James Hillman was born in Atlantic City, New Jersey, on April 12, 1926, and died on October 27, 2011, at his home in Thompson, Connecticut. He put in a stint with the U.S. Navy Hospital Corps from 1944-1946 and then studied at the Sorbonne in Paris and Trinity College in Dublin where he graduated in 1950. Hillman received his Ph.D from the University of Zurich and an analyst's diploma from the C. G. Jung Institute. He served as Director of Studies at the Institute until 1969 after which he became editor of Spring Publications which focused on archetypal psychology, mythology, philosophy, and art. Hillman then took a position as graduate dean at the University of Dallas in 1978 where he was a co-founder of the Dallas Institute of Humanities and Culture.

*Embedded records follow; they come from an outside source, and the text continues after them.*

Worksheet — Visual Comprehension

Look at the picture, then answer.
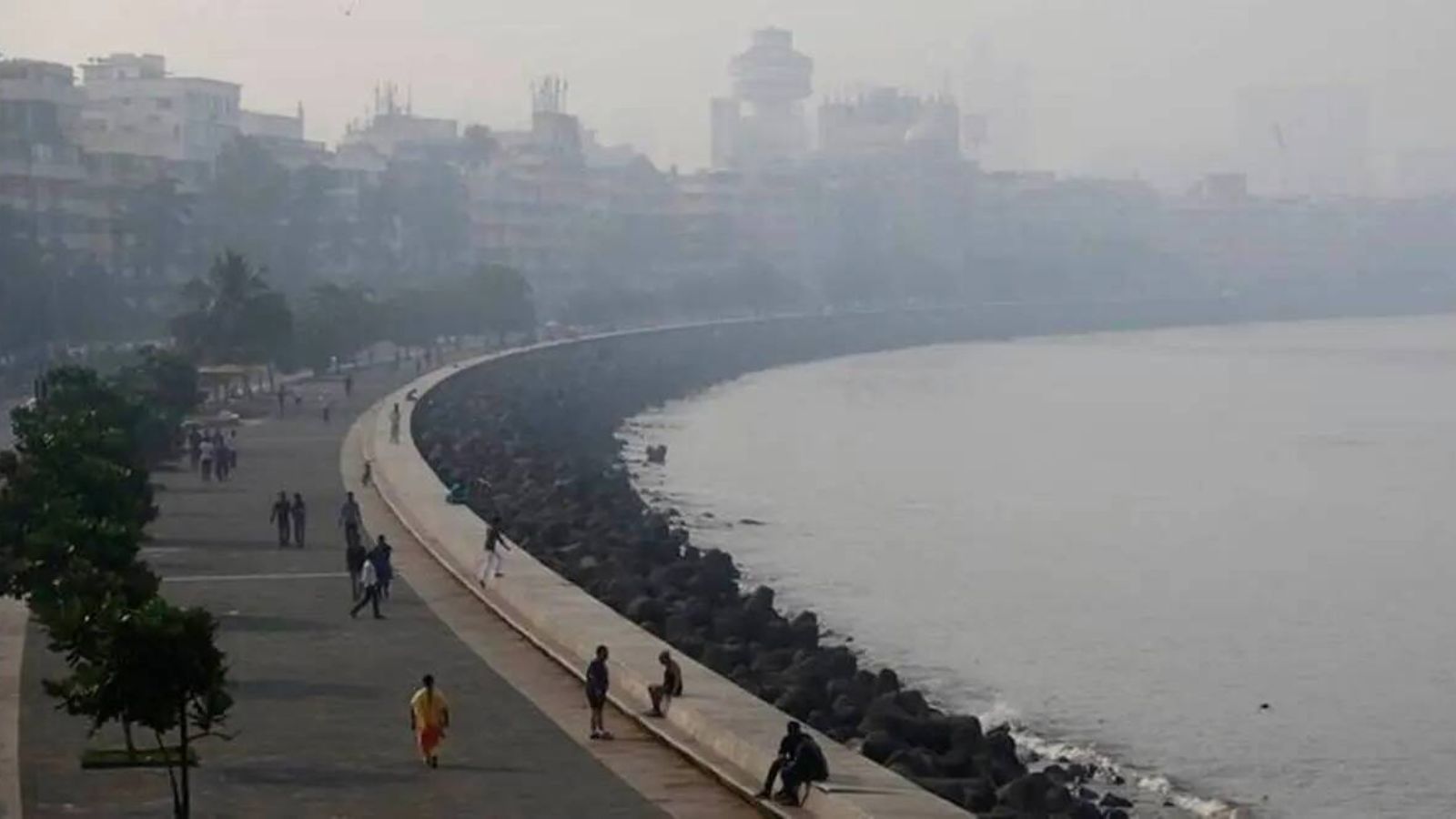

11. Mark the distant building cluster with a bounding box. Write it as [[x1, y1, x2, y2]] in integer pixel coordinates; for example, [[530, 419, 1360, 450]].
[[0, 29, 1456, 320], [0, 54, 328, 267]]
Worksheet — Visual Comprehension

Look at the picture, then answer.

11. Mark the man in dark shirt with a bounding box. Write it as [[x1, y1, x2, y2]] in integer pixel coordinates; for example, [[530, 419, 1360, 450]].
[[646, 652, 682, 717], [339, 492, 364, 548], [268, 492, 293, 548], [587, 645, 612, 739], [759, 722, 828, 804]]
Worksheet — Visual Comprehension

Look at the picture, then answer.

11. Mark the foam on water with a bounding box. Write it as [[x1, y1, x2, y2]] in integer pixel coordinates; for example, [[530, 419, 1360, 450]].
[[978, 700, 1247, 819]]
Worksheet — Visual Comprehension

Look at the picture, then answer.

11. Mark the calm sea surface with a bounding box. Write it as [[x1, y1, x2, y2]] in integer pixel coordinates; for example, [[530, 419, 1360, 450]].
[[629, 317, 1456, 817]]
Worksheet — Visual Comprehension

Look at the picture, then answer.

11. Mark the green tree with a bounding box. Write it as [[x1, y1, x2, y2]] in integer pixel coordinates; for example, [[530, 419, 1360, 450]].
[[0, 367, 231, 817], [298, 283, 381, 371], [172, 250, 293, 363], [111, 347, 201, 463], [121, 177, 192, 277], [468, 264, 536, 338], [46, 598, 233, 819], [199, 137, 289, 272]]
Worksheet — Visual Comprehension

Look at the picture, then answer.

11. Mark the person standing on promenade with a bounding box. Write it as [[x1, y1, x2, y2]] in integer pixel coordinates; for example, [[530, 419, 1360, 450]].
[[646, 652, 682, 717], [475, 514, 511, 589], [369, 535, 395, 601], [410, 673, 450, 768], [289, 492, 308, 550], [587, 645, 612, 739], [344, 541, 369, 601], [187, 427, 202, 472], [198, 434, 217, 480], [213, 433, 233, 480], [349, 560, 384, 620], [339, 492, 362, 548], [268, 492, 293, 550]]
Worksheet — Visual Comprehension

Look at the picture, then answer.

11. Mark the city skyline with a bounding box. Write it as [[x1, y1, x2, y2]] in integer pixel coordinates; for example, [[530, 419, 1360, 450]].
[[0, 0, 1456, 182]]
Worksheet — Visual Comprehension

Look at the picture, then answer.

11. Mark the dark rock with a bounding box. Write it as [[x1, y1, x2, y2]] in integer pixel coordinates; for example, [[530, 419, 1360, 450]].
[[996, 774, 1053, 814], [885, 748, 935, 778], [626, 596, 667, 625], [861, 730, 905, 765], [961, 777, 996, 814], [1097, 793, 1133, 807]]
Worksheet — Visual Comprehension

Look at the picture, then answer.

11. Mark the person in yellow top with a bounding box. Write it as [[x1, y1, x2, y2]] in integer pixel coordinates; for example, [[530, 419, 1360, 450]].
[[410, 673, 450, 768]]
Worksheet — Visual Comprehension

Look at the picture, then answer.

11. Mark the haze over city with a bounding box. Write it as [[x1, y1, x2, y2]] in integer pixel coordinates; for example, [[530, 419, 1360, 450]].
[[11, 0, 1456, 188]]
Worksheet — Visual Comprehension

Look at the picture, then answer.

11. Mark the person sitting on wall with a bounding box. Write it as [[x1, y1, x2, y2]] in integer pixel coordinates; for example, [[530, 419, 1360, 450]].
[[774, 723, 828, 806], [646, 652, 682, 717], [759, 720, 828, 804]]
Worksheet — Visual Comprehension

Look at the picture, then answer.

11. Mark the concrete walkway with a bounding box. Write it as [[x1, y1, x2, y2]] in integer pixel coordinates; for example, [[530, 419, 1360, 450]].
[[14, 362, 745, 817]]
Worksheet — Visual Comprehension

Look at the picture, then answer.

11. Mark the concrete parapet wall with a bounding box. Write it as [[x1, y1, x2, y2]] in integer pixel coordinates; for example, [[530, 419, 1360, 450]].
[[364, 321, 966, 819]]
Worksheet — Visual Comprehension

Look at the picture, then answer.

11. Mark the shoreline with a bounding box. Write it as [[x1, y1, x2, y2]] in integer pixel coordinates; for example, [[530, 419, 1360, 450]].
[[413, 306, 1287, 816], [619, 408, 1250, 819]]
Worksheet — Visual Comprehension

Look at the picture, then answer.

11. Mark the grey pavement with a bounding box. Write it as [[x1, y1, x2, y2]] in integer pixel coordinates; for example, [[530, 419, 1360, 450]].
[[20, 368, 664, 817]]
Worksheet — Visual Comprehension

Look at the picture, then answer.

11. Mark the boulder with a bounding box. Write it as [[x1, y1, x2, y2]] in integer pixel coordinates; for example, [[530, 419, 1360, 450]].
[[961, 777, 996, 814], [996, 773, 1053, 814], [861, 730, 905, 765], [885, 748, 936, 780], [626, 594, 667, 625], [1097, 793, 1133, 807]]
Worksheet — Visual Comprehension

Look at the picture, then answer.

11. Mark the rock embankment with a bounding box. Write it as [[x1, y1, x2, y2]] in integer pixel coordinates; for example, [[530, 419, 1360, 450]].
[[413, 313, 1194, 819]]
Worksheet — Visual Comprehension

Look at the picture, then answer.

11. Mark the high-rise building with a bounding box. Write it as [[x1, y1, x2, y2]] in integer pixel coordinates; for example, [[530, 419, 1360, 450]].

In the late 1980s, Hillman joined with Robert Bly and Michael Meade to lead a popular series of conferences for men probing archetypes in myths, fairy tales, and poems. He spoke and taught around the world, greatly influencing other psychologists and writers include Thomas Moore (Care of the Soul), who considers Hillman his mentor. His papers are housed at Pacifica Graduate Institute in California.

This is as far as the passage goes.